真言宗智山派吉祥院珍珠山

仏教コラム

風信(かぜのたより)No.8

 言いたいことを言う。自分の主張を押し通そうとする。最近、そんな風潮を強く感じませんか? 相手の事情や、言われた相手の気持ちを思いやれない発言が、世間に蔓延(まんえん)していないでしょうか? かつてのニューヨークでの同時多発テロ、アメリカのアフガニスタンやイラクへの進攻、その後の各国の反政府デモ・暴動、各国の紛争など、日本でも企業や銀行の不祥事や不良債権の処理をめぐって、そして東日本大震災の復興でも、当事者の発言はいつも、自分たちの都合で正当性を主張しているだけに思えます。
 そんな世の中の様子を他人事のように、気楽に語っているばかりでは、どうも、すまないような気がします。

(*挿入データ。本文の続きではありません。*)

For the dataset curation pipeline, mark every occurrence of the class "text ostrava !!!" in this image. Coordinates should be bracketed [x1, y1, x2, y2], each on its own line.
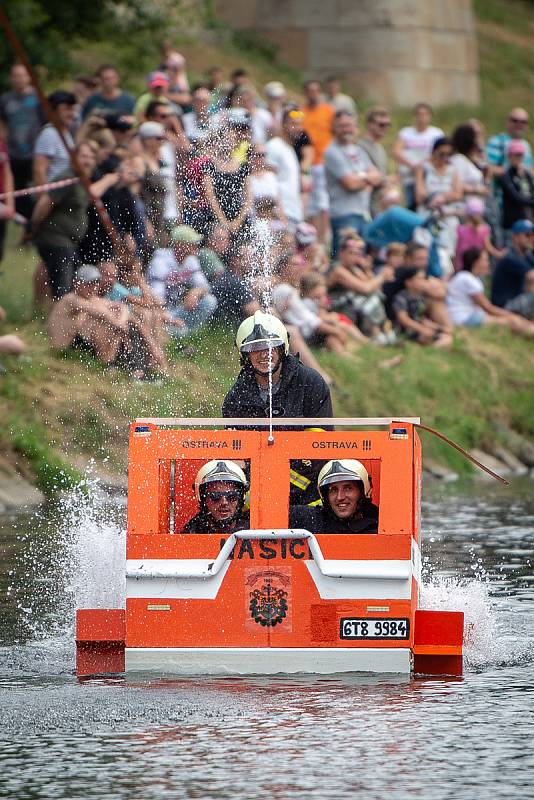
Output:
[220, 538, 312, 560]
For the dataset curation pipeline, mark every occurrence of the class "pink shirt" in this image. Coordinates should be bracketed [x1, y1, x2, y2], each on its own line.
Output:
[455, 222, 490, 271]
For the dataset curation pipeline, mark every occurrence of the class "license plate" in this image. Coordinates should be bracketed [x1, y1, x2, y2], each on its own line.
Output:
[340, 618, 410, 640]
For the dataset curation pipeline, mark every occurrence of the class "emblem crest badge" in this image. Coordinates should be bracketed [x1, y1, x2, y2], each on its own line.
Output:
[250, 581, 288, 627]
[245, 568, 292, 630]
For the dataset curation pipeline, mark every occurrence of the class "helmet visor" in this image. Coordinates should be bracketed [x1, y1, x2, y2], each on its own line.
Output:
[320, 474, 364, 489]
[240, 337, 284, 353]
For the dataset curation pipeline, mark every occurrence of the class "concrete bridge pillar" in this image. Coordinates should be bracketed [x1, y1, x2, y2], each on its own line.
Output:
[214, 0, 480, 106]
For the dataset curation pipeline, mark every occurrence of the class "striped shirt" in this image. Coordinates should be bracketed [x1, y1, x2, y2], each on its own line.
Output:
[486, 132, 532, 170]
[33, 124, 74, 181]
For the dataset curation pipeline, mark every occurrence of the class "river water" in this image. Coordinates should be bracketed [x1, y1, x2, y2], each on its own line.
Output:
[1, 478, 533, 800]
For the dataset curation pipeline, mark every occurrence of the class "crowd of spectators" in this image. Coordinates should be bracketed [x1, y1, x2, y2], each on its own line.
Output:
[1, 51, 534, 381]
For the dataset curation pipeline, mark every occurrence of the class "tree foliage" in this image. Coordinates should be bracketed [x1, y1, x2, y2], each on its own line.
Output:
[0, 0, 165, 91]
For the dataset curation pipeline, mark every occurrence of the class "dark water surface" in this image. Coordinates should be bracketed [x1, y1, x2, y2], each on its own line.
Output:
[0, 479, 533, 800]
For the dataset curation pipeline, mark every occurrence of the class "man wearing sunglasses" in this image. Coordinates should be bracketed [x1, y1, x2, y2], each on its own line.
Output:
[359, 107, 391, 217]
[182, 460, 249, 533]
[487, 108, 533, 178]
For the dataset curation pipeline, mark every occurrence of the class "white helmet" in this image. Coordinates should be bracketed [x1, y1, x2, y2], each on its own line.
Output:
[236, 311, 289, 355]
[193, 460, 248, 502]
[317, 459, 371, 499]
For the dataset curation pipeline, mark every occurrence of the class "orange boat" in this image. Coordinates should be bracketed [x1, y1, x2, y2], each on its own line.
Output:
[76, 417, 464, 677]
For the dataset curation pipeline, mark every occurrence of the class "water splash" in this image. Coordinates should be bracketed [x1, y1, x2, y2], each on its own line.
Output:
[9, 474, 125, 643]
[60, 475, 126, 611]
[420, 575, 533, 670]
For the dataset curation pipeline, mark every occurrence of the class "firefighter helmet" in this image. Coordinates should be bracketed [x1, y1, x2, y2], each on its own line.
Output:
[317, 459, 371, 499]
[193, 460, 248, 502]
[236, 311, 290, 355]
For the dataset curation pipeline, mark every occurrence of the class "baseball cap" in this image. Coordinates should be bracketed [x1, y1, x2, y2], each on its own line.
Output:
[465, 197, 485, 216]
[138, 121, 165, 139]
[75, 265, 101, 284]
[511, 219, 534, 234]
[264, 81, 286, 99]
[171, 225, 203, 244]
[508, 139, 527, 155]
[148, 71, 170, 89]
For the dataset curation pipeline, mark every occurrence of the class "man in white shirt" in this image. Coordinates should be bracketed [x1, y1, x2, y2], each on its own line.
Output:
[393, 102, 444, 210]
[266, 109, 304, 231]
[147, 225, 217, 334]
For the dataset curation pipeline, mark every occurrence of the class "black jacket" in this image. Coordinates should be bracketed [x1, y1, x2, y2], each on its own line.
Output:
[222, 354, 333, 428]
[500, 167, 534, 230]
[223, 354, 333, 504]
[289, 501, 379, 534]
[182, 511, 250, 534]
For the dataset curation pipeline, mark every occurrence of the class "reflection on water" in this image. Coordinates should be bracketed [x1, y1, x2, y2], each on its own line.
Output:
[0, 479, 533, 799]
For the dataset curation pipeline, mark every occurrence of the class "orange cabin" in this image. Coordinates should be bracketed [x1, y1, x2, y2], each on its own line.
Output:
[76, 417, 464, 677]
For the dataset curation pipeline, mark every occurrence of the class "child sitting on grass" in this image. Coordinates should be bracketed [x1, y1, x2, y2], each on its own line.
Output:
[300, 271, 368, 343]
[392, 267, 453, 348]
[271, 252, 350, 354]
[382, 242, 406, 272]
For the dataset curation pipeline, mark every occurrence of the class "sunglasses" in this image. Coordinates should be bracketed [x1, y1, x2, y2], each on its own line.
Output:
[437, 150, 453, 157]
[205, 490, 241, 503]
[509, 117, 529, 124]
[287, 110, 304, 121]
[375, 121, 391, 129]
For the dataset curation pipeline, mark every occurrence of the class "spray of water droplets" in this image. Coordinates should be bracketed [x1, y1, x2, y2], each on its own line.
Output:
[420, 557, 534, 669]
[246, 219, 276, 442]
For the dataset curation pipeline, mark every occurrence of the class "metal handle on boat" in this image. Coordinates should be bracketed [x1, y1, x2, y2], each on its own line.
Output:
[134, 416, 421, 427]
[125, 529, 412, 581]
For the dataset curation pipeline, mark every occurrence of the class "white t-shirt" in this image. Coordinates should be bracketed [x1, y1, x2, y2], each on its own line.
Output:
[450, 153, 484, 200]
[159, 141, 177, 220]
[271, 283, 320, 339]
[266, 137, 303, 223]
[251, 170, 279, 201]
[447, 270, 485, 324]
[397, 125, 444, 183]
[251, 107, 273, 144]
[147, 249, 209, 301]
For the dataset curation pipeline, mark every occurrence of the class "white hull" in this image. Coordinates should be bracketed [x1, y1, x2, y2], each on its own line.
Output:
[125, 647, 412, 675]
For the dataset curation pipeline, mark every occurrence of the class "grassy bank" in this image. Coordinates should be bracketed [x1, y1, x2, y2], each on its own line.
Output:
[3, 0, 534, 492]
[2, 230, 534, 492]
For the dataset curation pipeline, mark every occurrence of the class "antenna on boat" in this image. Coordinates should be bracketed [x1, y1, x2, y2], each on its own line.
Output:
[415, 423, 509, 484]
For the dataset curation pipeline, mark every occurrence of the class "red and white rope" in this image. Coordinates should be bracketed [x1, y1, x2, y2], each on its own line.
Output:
[0, 176, 79, 201]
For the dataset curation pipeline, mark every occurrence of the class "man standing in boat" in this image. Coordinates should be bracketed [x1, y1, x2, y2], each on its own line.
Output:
[182, 460, 250, 533]
[222, 311, 333, 503]
[290, 459, 379, 533]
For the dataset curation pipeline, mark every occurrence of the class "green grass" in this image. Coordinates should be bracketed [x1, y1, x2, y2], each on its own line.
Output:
[2, 228, 534, 484]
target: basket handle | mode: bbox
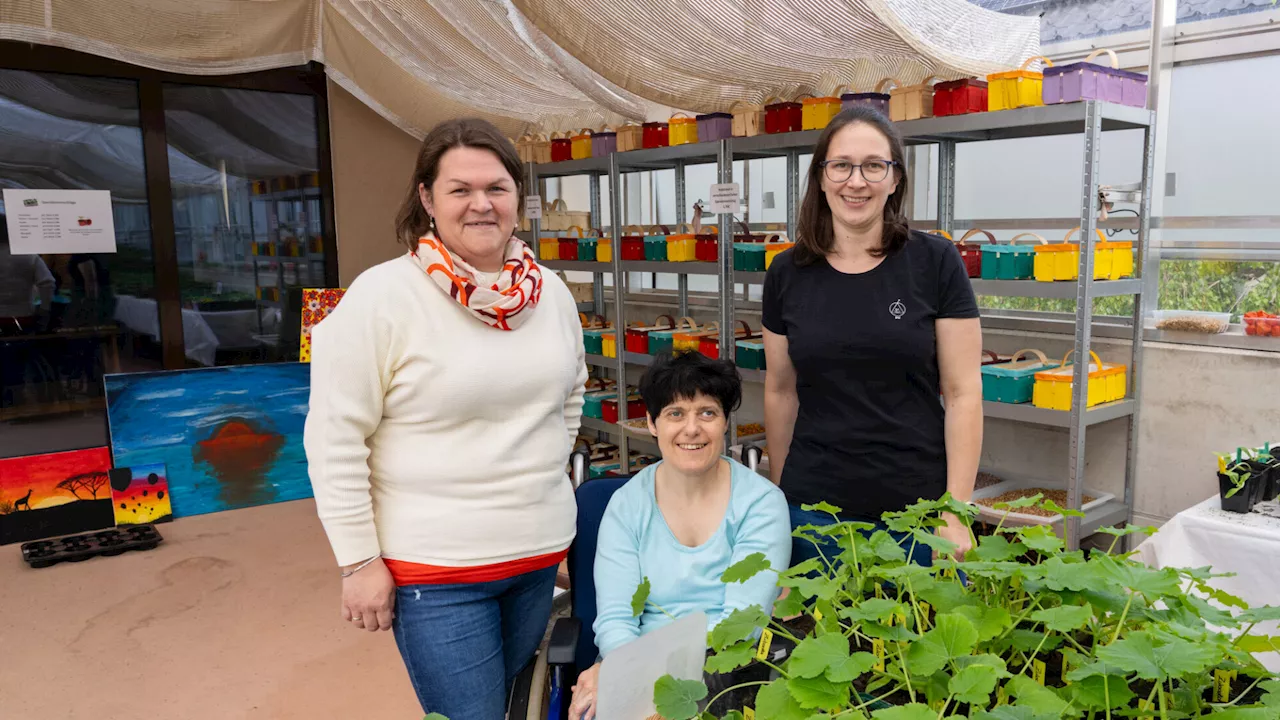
[565,225,585,238]
[737,220,752,235]
[576,128,594,137]
[927,229,953,241]
[959,228,995,245]
[622,224,645,235]
[1020,55,1055,71]
[654,314,676,329]
[983,350,1000,364]
[669,111,691,120]
[1084,48,1120,69]
[1060,349,1104,370]
[831,83,851,96]
[578,312,589,328]
[793,92,815,102]
[1010,348,1050,365]
[1010,232,1048,245]
[597,123,614,133]
[736,319,753,338]
[678,316,698,330]
[518,133,535,142]
[670,223,694,235]
[550,198,568,211]
[875,77,901,93]
[1064,226,1107,245]
[698,225,719,236]
[763,95,785,105]
[647,224,673,235]
[915,75,941,89]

私たちの周りではどうでしょう? 家族や友だち、職場やその他の人間関係の中で、自分の思いを押し通そうとしてみたり、思ったことをそのまま口にして、あなたのまわりの思いに気づかないことはありませんか? そればかりか、自分の思い通りにならないと、イライラしたり、不機嫌な態度を取ってしまうことはありませんか?

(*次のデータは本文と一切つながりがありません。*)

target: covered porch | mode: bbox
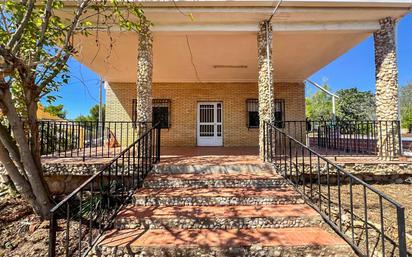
[59,0,409,159]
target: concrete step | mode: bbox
[114,204,322,229]
[132,187,304,206]
[94,227,355,257]
[153,163,275,174]
[143,172,289,188]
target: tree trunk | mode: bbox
[0,123,26,176]
[1,88,52,219]
[26,89,42,170]
[0,142,41,215]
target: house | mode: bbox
[0,104,63,121]
[37,104,65,121]
[64,0,411,159]
[44,2,412,256]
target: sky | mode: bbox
[45,13,412,119]
[308,13,412,94]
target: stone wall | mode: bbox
[0,163,105,194]
[275,161,412,185]
[1,160,411,195]
[106,82,305,147]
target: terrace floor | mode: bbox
[40,146,412,165]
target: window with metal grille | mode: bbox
[246,99,285,128]
[246,99,259,128]
[132,99,137,124]
[153,99,171,128]
[274,99,285,128]
[132,99,171,128]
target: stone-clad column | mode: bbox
[374,17,400,160]
[257,20,275,160]
[136,19,153,126]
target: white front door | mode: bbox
[197,102,223,146]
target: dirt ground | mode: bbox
[0,195,50,257]
[371,184,412,236]
[314,183,412,256]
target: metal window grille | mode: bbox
[153,99,171,129]
[132,99,171,128]
[246,99,285,128]
[274,99,285,128]
[132,99,137,124]
[246,99,259,128]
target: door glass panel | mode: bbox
[200,125,214,137]
[200,105,214,123]
[217,104,221,123]
[198,103,222,142]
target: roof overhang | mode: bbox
[58,0,411,83]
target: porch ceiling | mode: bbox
[74,31,369,83]
[65,1,411,83]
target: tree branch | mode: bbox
[39,55,70,97]
[37,0,91,92]
[0,6,11,34]
[7,0,35,49]
[35,0,53,60]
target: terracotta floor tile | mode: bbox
[136,187,299,197]
[145,172,283,181]
[117,204,318,219]
[99,228,347,248]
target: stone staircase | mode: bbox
[93,164,355,257]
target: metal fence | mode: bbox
[264,121,409,257]
[48,124,161,257]
[39,121,152,160]
[281,120,402,158]
[25,119,403,160]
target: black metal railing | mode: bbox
[264,121,409,257]
[36,119,401,160]
[281,120,402,158]
[39,120,152,160]
[48,123,161,257]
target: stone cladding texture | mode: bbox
[257,21,275,159]
[374,17,400,160]
[135,20,153,125]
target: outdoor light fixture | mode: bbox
[213,65,248,69]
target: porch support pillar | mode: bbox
[257,20,275,160]
[374,17,400,160]
[136,19,153,129]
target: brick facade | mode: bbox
[106,82,305,147]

 相手の目を見つめる、相手の話をよ~く聞く、相手が、何を思っているのかを知ろうとする。そういう思いを、いつも心に留め置いているでしょうか? あなたのすぐそばにいる人、目の前の相手、大切でかけがえのない人の心をきちんと受け止めていますか? その声を聞き逃すまいと、注意を払っていますか? その人の何気ない変化に気づこうとしていますか? 一緒に暮らしている人が、いつも、当たり前のことをしていると思い込んでいませんか?
 よく聴く耳を持ちましょう! どんなに無口な人も、とっつきにくい人も、何かをしたい思いや考え、感じていることはあるはずです。忙しく、あわただしい毎日であっても、そういうことは、脇に退けておいても、じっくりと話す時間、相手の話を聴くひとときを持ちましょう。慣れ親しんだ人であればこそ、また、普段からじっくり話す機会が持てない相手とも、コミュニケーションをはかれるように時間をつくりましょう。まず、自分が話すのではなく、相手の考えや思いや感じたままを語ってもらう。それを、じっくりと耳を傾け聴いてみましょう。自分のことはそれからでもいいでしょう。相手を知って、理解を深めてから、自分を語った方が、お互いの距離もギャップも良く見えてくるのではないでしょうか?